Com “Fuga Para o Espaço” chegou um dos momentos altos da noite. Ninguém ficou indiferente ao refrão orelhudo, cantarolado em uníssono por todos: “Na cabine central / Emiti um sinal / No ecrã tudo andar / Tudo indica normal”. Depois de um tema mais popular, vem a introspetiva canção “Mellotron, O Planeta Fantástico” que nos leva até ao fundo da essência do ser humano: “Eu não sou daqui / Da multidão fugi / De que sonho acordei? / Só eu sei”, letra bem acompanhada por um instrumental que termina em apoteose, deixando os cardíacos à rasca. Não só aqui, como em todo o concerto, a sensação era de estarmos a ouvir ruídos alien que nos envolviam com o infinito e a imortalidade.
Contudo, o grande momento chegava sem anúncio: a música que dá nome ao álbum dava agora ar de sua graça no palco da Aula Magna. A voz lírica da corista feminina emancipa-se e traz até nós as dúvidas existenciais: “Onde recomeçar outra civilização?” – a nós pareceu-nos que a Aula Magna era um ótimo lugar. A estrofe - “Podes ver / 10.000 anos depois / No ecrã do radar / Entre Vénus e Marte / Um planeta vazio / À espera que o descubram / Onde recomeçar / Outra civilização” – preenche a música toda, e chega. Também sem anúncio, o público canta este hino e os arrepios começam a chegar aos mais sensíveis. Os “oh oh oh” épicos multiplicam-se novamente, e a emotividade atinge o cume. A cada repetição mais um significado, a cada repetição mais um momento de transcender a realidade, de ver ou sentir para além daquilo que nos chega através das sensações.
Seguiram-se “A Partir do Zero” e “Memos” que nos trazem de volta à Terra, mas a mistura de sonoridades apaixonantes continua lá. Houve sempre tempo para o instrumental valer só por si, mas foram as cadências das vozes que apaixonaram o público. Vocalmente pareciam ser mil vozes num espetro tão perfeito que resultava. O ambiente espacial foi sendo criado através das vozes, das imagens, das luzes que davam a sensação de movimento quando na realidade tudo ficava parado.

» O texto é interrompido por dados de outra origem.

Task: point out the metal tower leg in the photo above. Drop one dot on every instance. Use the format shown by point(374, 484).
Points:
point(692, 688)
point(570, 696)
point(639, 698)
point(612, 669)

Cid acaba por se despedir: “Boa viagem, qualquer que seja a galáxia”. Porém, o público não para de amplificar o “oh oh oh” tradicional. Altura para José Cid confessar que esteve a semana toda doente, e que por isso estava ali com muito esforço. Ainda assim, o sarcasmo estava lá: “Não temos nível para o Rock In Rio; nem para o palco secundário”. A dica estava dada.
O fim só poderia ser com “O Caos” e, claro, com “10 000 anos entre Vénus e Marte” que levou todo o público novamente às nuvens, a outra dimensão. Terminado o concerto, o difícil foi pousar novamente, mas certamente que todos os que lá estiveram pousaram mais inspirados. Para a memória ficará o DVD gravado naquela noite que vai poder ser ouvido 10 000 anos depois entre Vénus, Marte ou outro planeta à escolha. Anos-luz de qualidade perduram.